A leviana oposição entre a garantia dos direitos de vítimas e de autores de delitos
10 de abril de 2025, 6h30
A percepção de uma suposta oposição entre a garantia dos direitos de vítimas e de autores (ou suspeitos da autoria) de delitos não é rara no Brasil. Um exemplo recente foi percebido quando, diante do anúncio do plano Pena Justa [1], enquanto estratégia para lidar com as violações sistemáticas de direitos humanos nas prisões, reconhecidas pelo Supremo Tribunal Federal na ADPF 347,[2] uma parcela da população expressou seu descontentamento com afirmativas no sentido de que, no Brasil, “o Judiciário só se preocupa com bandidos”, ou que “ninguém está preocupado com os direitos humanos das vítimas”. Esse tipo de reação revela uma equivocada percepção sobre o papel do sistema de justiça em um Estado Democrático de Direito e sobre a relação de direitos envolvidos.
Vítimas, segundo a Declaração dos Princípios Básicos de Justiça Relativos às Vítimas de Crime e de Abuso de Poder, da Organização das Nações Unidas, são pessoas que tenham sofrido dano físico ou mental, sofrimento emocional, prejuízo econômico ou atentado aos seus direitos fundamentais, que tenham sido resultado de ações ou omissões violadoras das leis penais [3].
Seus direitos, por óbvio, devem ser resguardados, incluindo o direito ao o à justiça e a garantia de sua dignidade durante a participação de todos os atos, evitando sua revitimização. Além disso, a reparação dos danos sofridos pelas vítimas é um elemento que tem recebido, cada vez mais, relevância em nosso ordenamento jurídico, viabilizando que suas necessidades sejam reconhecidas pelo Estado e pela sociedade e impedindo que a vítima fique desamparada. Afinal, a punição do ofensor não é a solução para todos os males enfrentados por quem é vitimizado.
Nenhum desses direitos, porém, é assegurado através da supressão de direitos e garantias fundamentais do acusado, de condenações injustas ou duvidosas pautadas em baixo standard probatório, da aplicação de penas desproporcionais ou abusivas, ou da submissão do ofensor a condições cruéis e degradantes.
Não obstante, são recorrentes os casos em que a figura da vítima é utilizada como justificativa para propostas que visam agravar a situação daqueles eventualmente considerados infratores, incluindo medidas que flexibilizam ou violam garantias constitucionais. Apesar da retórica, muitas dessas propostas não atendem à expectativa de proteção das vítimas e não beneficiam diretamente quem foi vitimizado, além de colocarem em risco importantes conquistas do Estado Democrático de Direito [4][5][6][7].

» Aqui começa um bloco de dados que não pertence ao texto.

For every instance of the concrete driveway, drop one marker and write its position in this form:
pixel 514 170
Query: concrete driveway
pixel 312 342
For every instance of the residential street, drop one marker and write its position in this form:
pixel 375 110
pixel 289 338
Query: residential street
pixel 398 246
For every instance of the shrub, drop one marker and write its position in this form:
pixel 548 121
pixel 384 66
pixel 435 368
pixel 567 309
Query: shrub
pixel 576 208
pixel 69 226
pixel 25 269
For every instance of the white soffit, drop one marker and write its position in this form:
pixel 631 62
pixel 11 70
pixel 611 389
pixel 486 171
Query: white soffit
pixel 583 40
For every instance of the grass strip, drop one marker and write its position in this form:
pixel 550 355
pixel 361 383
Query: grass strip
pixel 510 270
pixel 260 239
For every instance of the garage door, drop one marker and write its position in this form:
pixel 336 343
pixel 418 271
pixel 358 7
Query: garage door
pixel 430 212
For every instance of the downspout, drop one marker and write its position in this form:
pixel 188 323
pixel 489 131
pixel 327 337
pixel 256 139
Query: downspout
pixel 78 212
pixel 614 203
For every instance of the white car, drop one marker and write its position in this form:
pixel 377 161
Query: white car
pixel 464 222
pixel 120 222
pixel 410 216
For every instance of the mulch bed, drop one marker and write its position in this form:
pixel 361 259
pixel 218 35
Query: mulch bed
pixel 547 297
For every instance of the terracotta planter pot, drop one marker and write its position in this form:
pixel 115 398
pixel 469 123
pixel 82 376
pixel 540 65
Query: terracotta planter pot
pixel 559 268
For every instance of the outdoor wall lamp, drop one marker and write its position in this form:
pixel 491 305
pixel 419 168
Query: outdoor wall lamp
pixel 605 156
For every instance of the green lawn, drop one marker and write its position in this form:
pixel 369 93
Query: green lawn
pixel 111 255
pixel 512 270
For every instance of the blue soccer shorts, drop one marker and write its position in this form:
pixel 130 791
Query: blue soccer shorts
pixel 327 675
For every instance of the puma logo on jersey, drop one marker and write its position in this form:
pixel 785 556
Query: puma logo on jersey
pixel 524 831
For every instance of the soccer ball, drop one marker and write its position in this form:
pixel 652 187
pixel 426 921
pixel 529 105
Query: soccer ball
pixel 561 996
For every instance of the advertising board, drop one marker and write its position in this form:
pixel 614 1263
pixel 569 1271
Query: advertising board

Cumpre acrescentar que o enfoque exclusivo em agravar a situação de suspeitos, acusados e apenados é, na realidade, um dos fatores que contribuem para o tão criticado papel periférico ocupado pelas vítimas no processo penal brasileiro, que foca quase exclusivamente na identificação e condenação de quem violou a lei, reduzindo a vítima a um mero instrumento probatório [8]. A garantia dos direitos e interesses das vítimas de crimes, por outro lado, é resultado da adoção de políticas e medidas focadas na própria vítima e na melhoria das condições de seu acolhimento e participação no sistema de justiça criminal, e não fruto de propostas focadas em piorar as condições de quem praticou o crime [9].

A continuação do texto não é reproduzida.